But take heart! Be encouraged! Have hope--real hope! God is faithful, so you can endure the trials of life! He will see you through to the end. And remember, the Christians hope is ultimately a future hope (1 Peter 1:3-9). The Christian's hope is to one-day be with the Lord forever in heaven. In the meantime, our lives are to be spent doing that which brings God the most glory; and that is to be conformed to the image of His Son Jesus Christ.

"And we know that for those who love God all things work together for good, for those who are called according to his purpose.
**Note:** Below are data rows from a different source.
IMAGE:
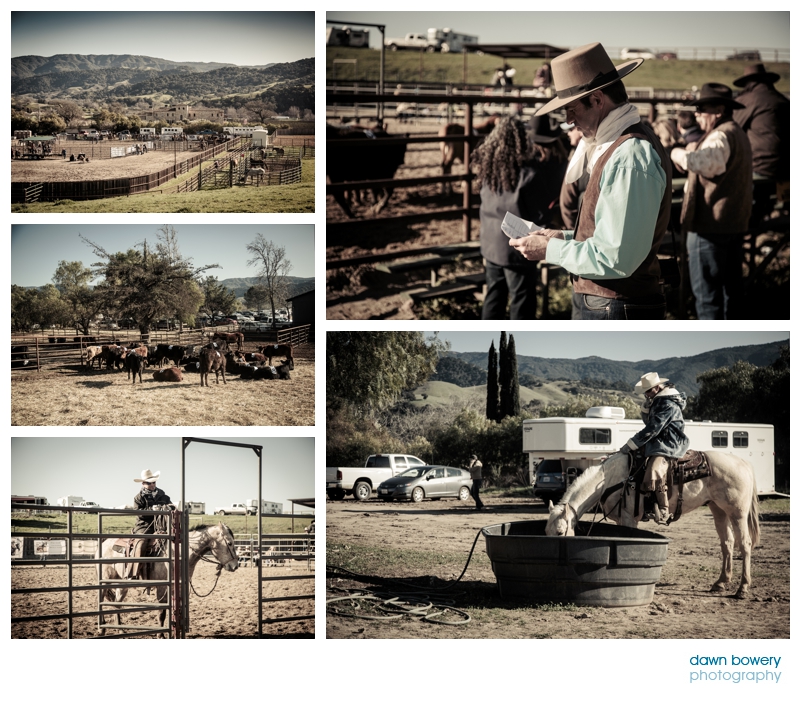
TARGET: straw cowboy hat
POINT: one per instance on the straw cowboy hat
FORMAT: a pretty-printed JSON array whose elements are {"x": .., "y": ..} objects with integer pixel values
[
  {"x": 582, "y": 71},
  {"x": 148, "y": 476},
  {"x": 648, "y": 381},
  {"x": 756, "y": 74},
  {"x": 717, "y": 94}
]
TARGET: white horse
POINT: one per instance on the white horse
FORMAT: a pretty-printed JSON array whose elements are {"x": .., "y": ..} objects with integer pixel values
[
  {"x": 729, "y": 490},
  {"x": 217, "y": 540}
]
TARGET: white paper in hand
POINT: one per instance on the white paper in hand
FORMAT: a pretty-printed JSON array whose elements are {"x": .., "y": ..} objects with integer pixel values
[{"x": 514, "y": 227}]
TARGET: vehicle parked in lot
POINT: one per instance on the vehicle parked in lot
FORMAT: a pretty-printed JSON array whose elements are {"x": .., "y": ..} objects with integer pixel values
[
  {"x": 629, "y": 54},
  {"x": 360, "y": 482},
  {"x": 420, "y": 482}
]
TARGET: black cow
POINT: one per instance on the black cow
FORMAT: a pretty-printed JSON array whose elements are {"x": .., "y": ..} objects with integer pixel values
[{"x": 374, "y": 157}]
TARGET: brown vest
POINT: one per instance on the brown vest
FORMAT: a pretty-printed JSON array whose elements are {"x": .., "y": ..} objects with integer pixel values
[
  {"x": 721, "y": 205},
  {"x": 644, "y": 282}
]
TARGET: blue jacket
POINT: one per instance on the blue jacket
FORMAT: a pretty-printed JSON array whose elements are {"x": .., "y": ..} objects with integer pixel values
[{"x": 663, "y": 434}]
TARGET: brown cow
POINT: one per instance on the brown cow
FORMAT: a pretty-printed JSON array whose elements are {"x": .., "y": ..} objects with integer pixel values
[
  {"x": 172, "y": 374},
  {"x": 275, "y": 351},
  {"x": 212, "y": 358}
]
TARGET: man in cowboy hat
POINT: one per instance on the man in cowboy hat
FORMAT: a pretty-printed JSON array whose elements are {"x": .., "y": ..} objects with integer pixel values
[
  {"x": 765, "y": 118},
  {"x": 717, "y": 204},
  {"x": 663, "y": 437},
  {"x": 611, "y": 254}
]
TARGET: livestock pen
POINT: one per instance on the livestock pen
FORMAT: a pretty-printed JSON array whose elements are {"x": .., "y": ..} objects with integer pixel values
[{"x": 421, "y": 258}]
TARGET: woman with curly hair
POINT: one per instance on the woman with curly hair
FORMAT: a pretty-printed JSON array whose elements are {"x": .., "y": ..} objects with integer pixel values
[{"x": 523, "y": 175}]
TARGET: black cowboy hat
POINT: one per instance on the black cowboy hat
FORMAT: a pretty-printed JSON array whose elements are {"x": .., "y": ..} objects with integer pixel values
[
  {"x": 717, "y": 94},
  {"x": 756, "y": 74},
  {"x": 540, "y": 131}
]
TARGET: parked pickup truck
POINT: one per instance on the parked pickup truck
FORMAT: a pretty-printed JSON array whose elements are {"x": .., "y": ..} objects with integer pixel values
[
  {"x": 411, "y": 41},
  {"x": 360, "y": 482},
  {"x": 236, "y": 508}
]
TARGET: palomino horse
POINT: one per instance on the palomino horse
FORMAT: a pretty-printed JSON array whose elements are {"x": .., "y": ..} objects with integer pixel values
[
  {"x": 217, "y": 540},
  {"x": 729, "y": 490}
]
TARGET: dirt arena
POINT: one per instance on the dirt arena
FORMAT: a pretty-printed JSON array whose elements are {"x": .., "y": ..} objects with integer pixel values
[
  {"x": 433, "y": 539},
  {"x": 77, "y": 396},
  {"x": 230, "y": 611}
]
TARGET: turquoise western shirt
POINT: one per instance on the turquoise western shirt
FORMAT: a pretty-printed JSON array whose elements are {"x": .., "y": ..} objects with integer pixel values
[{"x": 632, "y": 186}]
For those whom he foreknew he also predestined to be conformed to the image of his Son, in order thay he might be the firstborn among many brothers" (Romans 8:28-29).

One way we bring ourselves, by the grace of God and the power of the Holy Spirit, into conformity with the Lord Jesus Christ is to follow in His footsteps, even in (especially in) times of suffering. Again, there is nothing we have endured, are enduring, or will endure that Christ has not already endured. "He humbled Himself by becoming obedient to the point of death, even death on a cross" (Philippians 2:8b).

Oh, thanks be to God for His indescribable gift! Not only has God provided a way of escape through His Son Jesus Christ during times of temptation and trial, but God also lovingly provided the only way of escape from sin and spiritual death through the same Lord and Savior--Jesus Christ.

Do you find yourself in the midst of a trial? Be encouraged. Don't lose heart. God is faithful, and so you can endure it.